Metabolites may indicate aggressive prostate cancer

February 26, 2009

A panel of metabolites appear to be linked to aggressive prostate cancer, according to researchers from the University of Michigan Comprehensive Cancer Center, Ann Arbor.

A panel of metabolites appear to be linked to aggressive prostate cancer, according to researchers from the University of Michigan Comprehensive Cancer Center, Ann Arbor.

The finding could lead to a simple test that would help doctors determine which prostate cancers are slow-growing and which require immediate, aggressive treatment.

“One of the biggest challenges we face in prostate cancer is determining if the cancer is aggressive. We end up overtreating our patients because physicians don’t know which tumors will be slow-growing,” said senior author Arul Chinnaiyan, MD, PhD. “With this research, we have identified a potential marker for the aggressive tumors.”

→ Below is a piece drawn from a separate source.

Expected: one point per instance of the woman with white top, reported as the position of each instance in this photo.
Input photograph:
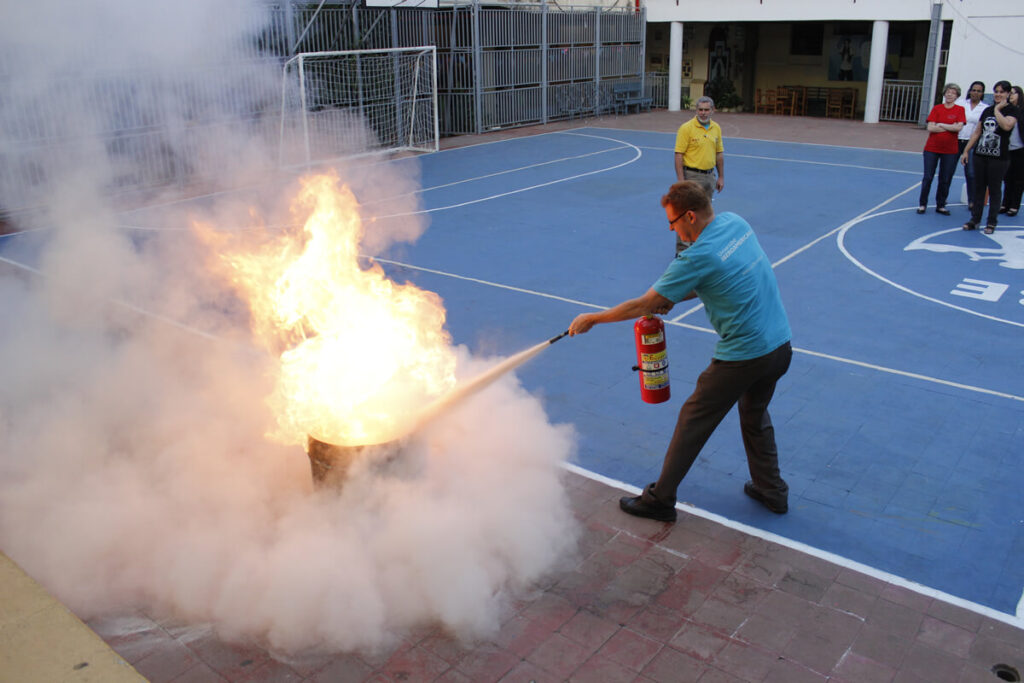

As reported in Nature (2009; 457:910-15), the researchers looked at 1,126 metabolites across 262 samples of tissue, blood, or urine associated with benign prostate tissue, early-stage prostate cancer, and metastatic prostate cancer. They mapped alterations in metabolites and identified about 10 that were present more often in prostate cancer than in the benign cells and that were present most often in the advanced cancer samples.

One metabolite in particular, sarcosine, appeared to be one of the strongest indicators of advanced disease. Levels of this amino acid were elevated in 79% of the metastatic prostate cancer samples and in 42% of the early-stage cancer samples. None of the cancer-free samples had detectable levels of sarcosine.

In the study, sarcosine was a better indicator of advancing disease than PSA. Sarcosine was detected in the urine, which suggests that eventually a simple urine test could be used. In addition, researchers found that sarcosine is involved in the same pathways that are linked to cancer invasiveness, suggesting sarcosine as a potential target for future drug development.